Can I Use Snowplow Data to Build Sankey Diagrams of User Journeys?
User journey visualization is a powerful technique for understanding behavior flows across a website or app. Tools like Google Analytics (GA) offer limited out-of-the-box versions — but with Snowplow, you can create custom, flexible, and privacy-respecting Sankey diagrams that reveal actual user paths and drop-offs across sessions.
In this post, we explain how to turn your Snowplow event data into Sankey-style visualizations, covering data modeling, transformation, and rendering options.
Q: What is a Sankey diagram in the context of digital analytics?
A Sankey diagram is a flow-based visualization that shows the movement of users (or other entities) between states or stages — such as page views or actions. It’s often used to reveal:
- Popular entry paths
- Drop-off points in funnels
- Conversion paths across multiple steps
- Differences between audience segments
For Snowplow users, Sankey diagrams can bring rich context to web, mobile, or app journeys using the full power of your event-level data.
Q: Can I build this with Snowplow data?
Yes — Snowplow’s granular behavioral data is a perfect fit for constructing Sankey diagrams. Unlike aggregated tools (like GA), Snowplow gives you:
- Session-level and page-level events
- Full timestamped navigation sequences
- Custom contexts (e.g. product categories, device type, marketing source)
- First-party data with ownership and flexibility
You can model exactly the journey flow you want — and segment it however you choose.
Q: What data structure do I need to generate a Sankey diagram?
To render a Sankey diagram, most libraries or BI tools expect pairs of sequential steps with associated flow counts.
To get this structure from Snowplow:
- Group events by user session
- Sort by event timestamp
- Create “step pairs” from the ordered event paths
- Aggregate by step pair
This can be done in dbt, SQL, or Spark depending on your Snowplow setup.
Q: How do I model user journeys in dbt?
If you’re using the Snowplow dbt packages, you already have access to modeled sessions and page_views data.
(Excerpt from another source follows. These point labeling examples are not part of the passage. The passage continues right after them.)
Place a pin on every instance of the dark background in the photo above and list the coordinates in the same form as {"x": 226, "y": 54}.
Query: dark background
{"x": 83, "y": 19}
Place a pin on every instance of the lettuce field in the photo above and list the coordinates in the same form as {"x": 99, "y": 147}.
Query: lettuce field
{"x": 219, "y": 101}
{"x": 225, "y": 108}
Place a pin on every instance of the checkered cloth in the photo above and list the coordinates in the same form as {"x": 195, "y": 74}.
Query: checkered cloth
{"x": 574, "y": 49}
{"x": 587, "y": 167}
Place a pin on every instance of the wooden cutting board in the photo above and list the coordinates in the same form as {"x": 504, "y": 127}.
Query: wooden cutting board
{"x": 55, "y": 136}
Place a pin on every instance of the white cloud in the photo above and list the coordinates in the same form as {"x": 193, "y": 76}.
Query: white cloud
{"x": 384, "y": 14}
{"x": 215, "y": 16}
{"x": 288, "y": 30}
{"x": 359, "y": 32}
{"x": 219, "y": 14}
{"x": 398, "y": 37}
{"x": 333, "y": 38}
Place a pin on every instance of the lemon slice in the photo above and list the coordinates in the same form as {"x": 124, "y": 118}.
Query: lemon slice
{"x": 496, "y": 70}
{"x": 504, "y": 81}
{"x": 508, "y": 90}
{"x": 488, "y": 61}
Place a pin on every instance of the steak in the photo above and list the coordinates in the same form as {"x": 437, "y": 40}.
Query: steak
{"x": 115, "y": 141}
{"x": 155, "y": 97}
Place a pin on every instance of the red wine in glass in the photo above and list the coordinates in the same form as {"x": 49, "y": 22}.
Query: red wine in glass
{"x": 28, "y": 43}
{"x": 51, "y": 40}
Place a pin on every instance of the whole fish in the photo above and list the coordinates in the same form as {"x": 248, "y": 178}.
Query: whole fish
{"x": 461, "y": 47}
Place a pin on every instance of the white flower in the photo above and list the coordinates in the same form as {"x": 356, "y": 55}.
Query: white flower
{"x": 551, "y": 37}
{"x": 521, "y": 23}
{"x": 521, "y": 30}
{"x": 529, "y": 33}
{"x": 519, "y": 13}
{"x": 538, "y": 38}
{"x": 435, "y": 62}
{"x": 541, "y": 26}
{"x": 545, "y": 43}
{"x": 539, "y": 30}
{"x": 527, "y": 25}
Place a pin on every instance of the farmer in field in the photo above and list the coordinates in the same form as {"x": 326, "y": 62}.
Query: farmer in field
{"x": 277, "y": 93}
A basic journey model might look like:
WITH ordered_events AS (
SELECT
domain_userid,
domain_sessionid,
page_urlpath,
event_time,
ROW_NUMBER() OVER (
PARTITION BY domain_sessionid
ORDER BY event_time
) AS step_order
FROM snowplow.page_views
)
, step_pairs AS (
SELECT
a.page_urlpath AS from_step,
b.page_urlpath AS to_step
FROM ordered_events a
JOIN ordered_events b
ON a.domain_userid = b.domain_userid
AND a.domain_sessionid = b.domain_sessionid
AND a.step_order = b.step_order - 1
)
SELECT
from_step,
to_step,
COUNT(*) AS flow_count
FROM step_pairs
GROUP BY from_step, to_step
This can be materialized into a table and used directly in your BI tool or exported for visualization.
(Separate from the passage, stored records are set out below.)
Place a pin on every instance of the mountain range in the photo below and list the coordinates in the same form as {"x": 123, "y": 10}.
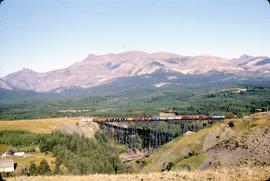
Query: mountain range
{"x": 99, "y": 70}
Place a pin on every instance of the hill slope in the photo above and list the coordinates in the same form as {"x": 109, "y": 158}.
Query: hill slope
{"x": 246, "y": 143}
{"x": 96, "y": 70}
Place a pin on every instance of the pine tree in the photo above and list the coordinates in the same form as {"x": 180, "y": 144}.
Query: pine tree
{"x": 32, "y": 169}
{"x": 44, "y": 168}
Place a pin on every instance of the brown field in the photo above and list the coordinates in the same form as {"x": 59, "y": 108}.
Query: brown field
{"x": 23, "y": 162}
{"x": 237, "y": 174}
{"x": 37, "y": 125}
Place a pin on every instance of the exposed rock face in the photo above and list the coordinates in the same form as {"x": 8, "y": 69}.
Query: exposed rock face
{"x": 100, "y": 69}
{"x": 250, "y": 149}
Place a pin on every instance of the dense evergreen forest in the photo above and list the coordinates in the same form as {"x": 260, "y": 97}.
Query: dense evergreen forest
{"x": 74, "y": 154}
{"x": 186, "y": 100}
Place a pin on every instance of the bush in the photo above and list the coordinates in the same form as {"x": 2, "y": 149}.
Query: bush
{"x": 231, "y": 124}
{"x": 81, "y": 155}
{"x": 44, "y": 168}
{"x": 32, "y": 169}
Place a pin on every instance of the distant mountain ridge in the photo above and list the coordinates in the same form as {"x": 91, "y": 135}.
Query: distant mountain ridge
{"x": 97, "y": 70}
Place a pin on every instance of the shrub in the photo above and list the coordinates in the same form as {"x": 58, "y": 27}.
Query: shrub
{"x": 231, "y": 124}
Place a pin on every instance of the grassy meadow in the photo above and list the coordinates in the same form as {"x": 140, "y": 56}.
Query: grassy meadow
{"x": 233, "y": 174}
{"x": 46, "y": 125}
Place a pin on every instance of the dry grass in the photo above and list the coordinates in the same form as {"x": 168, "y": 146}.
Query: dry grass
{"x": 236, "y": 174}
{"x": 37, "y": 125}
{"x": 23, "y": 162}
{"x": 177, "y": 149}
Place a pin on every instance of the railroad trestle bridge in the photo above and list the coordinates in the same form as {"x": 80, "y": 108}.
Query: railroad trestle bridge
{"x": 135, "y": 137}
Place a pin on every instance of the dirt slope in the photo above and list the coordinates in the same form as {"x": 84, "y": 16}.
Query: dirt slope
{"x": 246, "y": 143}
Q: What tools can I use to visualize a Sankey diagram?
Popular options include:
- Looker / Tableau / Power BI
- Some support Sankey visualizations via custom extensions or plug-ins
- Some support Sankey visualizations via custom extensions or plug-ins
- Observable / D3.js / Plotly
- Full control via code for web-based dashboards
- Full control via code for web-based dashboards
- Python (Plotly, Holoviews, SankeyMATIC)
- Ideal for data scientists working in Jupyter or Streamlit apps
- Ideal for data scientists working in Jupyter or Streamlit apps
Choose based on your team’s skill set and delivery needs — Snowplow gives you the flexibility to integrate with any visualization layer.
Q: Are there best practices for Sankey diagrams with Snowplow?
Absolutely. Here are some:
- Limit the number of unique steps: Group long-tail pages into “Other” or “Explore” to keep visuals readable
- Use meaningful labels: Consider labeling steps by category or funnel stage rather than raw URLs
- Segment the audience: Visualize journeys by device, campaign, or referrer for deeper insights
- Pre-aggregate the data: Don’t render at the session level — use aggregated pairs (as shown above) to optimize performance
Q: Does Snowplow support this out of the box?
While Snowplow doesn’t ship with built-in Sankey visualizations, it provides everything you need to build one, including:
- Complete event-level, time-ordered data
- Out-of-the-box session modeling
- Integration with dbt, BigQuery, Redshift, and Databricks
- First-party, privacy-compliant tracking from web, mobile, and server sources
Final Thoughts
Sankey diagrams are a powerful way to bring your Snowplow data to life. Whether you’re mapping product funnels, onboarding flows, or content journeys, Snowplow gives you the depth, structure, and ownership needed to visualize user behavior with confidence.
Your data, your structure, your visual — Snowplow puts you in control of your user journey analytics.